Memperoleh respon dingin dari para penonton semenjak Jack & Jill, Pixels yang memiliki modal cerita menarik seharusnya menjadi momen sempurna bagi Adam Sandler untuk meninjau ulang karir keaktorannya lalu membenahinya. Perolehan dollar telah berkata, masyarakat telah mulai jenuh dengan gaya berkelakar Sandler yang seolah jalan di tempat tanpa inovasi berarti sedari dua dasawarsa silam. Menggandeng Tim Herlihy, penulis skrip langganan Sandler, untuk membidani penceritaan Pixels, tampak jelas aktor jebolanSaturday Night Live ini masih berusaha keras ‘to make it happen’. Lihat saja pola penceritaan pada Pixels yang masih berkutat pada seorang pecundang tanpa harapan yang jatuh cinta pada perempuan cantik, lantas tiba-tiba ada satu peristiwa penting yang menjadi titik balik bagi kehidupannya, dan pada akhirnya... happily ever after! Ya, sekalipun ditangani oleh Chris Columbus, Pixels masih melantunkan kisahnya seperti film-film Sandler terdahulu hanya saja sekali ini sudah terasa melelahkan, usang, dan kadar kelucuannya jauh berkurang – meski well, saya masih menyukai humornya yang sarat referensi ke budaya populer.

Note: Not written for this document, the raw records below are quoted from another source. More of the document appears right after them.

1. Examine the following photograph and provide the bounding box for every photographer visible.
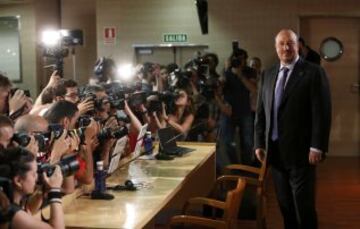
[52,79,94,116]
[213,79,234,174]
[0,74,31,120]
[43,101,95,185]
[223,48,257,165]
[13,114,75,214]
[140,62,157,93]
[160,89,194,138]
[0,147,64,229]
[82,85,119,168]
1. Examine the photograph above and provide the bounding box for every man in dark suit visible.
[254,29,331,229]
[298,37,321,65]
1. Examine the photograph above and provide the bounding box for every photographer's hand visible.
[84,119,100,151]
[67,133,80,153]
[25,135,39,156]
[46,70,61,88]
[77,97,94,116]
[43,165,63,189]
[50,130,70,164]
[104,116,118,130]
[161,102,169,121]
[124,100,131,116]
[8,89,27,115]
[153,111,166,129]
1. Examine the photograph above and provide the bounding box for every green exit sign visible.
[163,33,188,43]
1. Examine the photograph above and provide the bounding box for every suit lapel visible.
[281,59,305,104]
[268,64,279,110]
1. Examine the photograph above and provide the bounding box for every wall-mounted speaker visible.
[195,0,208,35]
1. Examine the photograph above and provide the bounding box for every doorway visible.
[300,17,360,156]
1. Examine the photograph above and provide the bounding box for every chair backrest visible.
[258,153,268,185]
[222,178,246,224]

Dengan interaksi tanpa rasa antar para pelakonnya – sayang sekali Peter Dinklage (Game of Thrones) dan Josh Gad (hey, dia Olaf dari Frozen!) gagal bersinar – maka Pixels terancam berakhir seperti halnya beberapa film terakhir Sandler yang cenderung mudah dilupakan, kecuali... film ini masih menjadi nostalgia ke video game masa kecil yang mengasyikkan. Walau memang tingkat kesenangannya tidak mencapai tahapan seperti pertama kali menengok versi film pendeknya, tapi melihat Pac-Man yang menjadi jahat menggila di New York (bahkan tak segan-segan melukai kreatornya!), pasukan militer memberondong tembakan ke arah Centipede yang meliuk-liuk ganas di atas Hyde Park, bangunan apartemen dihancurkan oleh Tetris, Taj Mahal diporakporandakan Arkanoid dalam salah satu momen terlucu pada film, hingga momen puncak yang melibatkan Donkey Konglengkap dengan tong andalannya menggelinding cepat, sulit dipungkiri membangkitkan jiwa anak kecil pada diri yang bersemangat menyaksikan karakter-karakter game idola beraksi. Kapan lagi coba bisa melihat kehebohan reuni dari permainan 8 bit di layar lebar?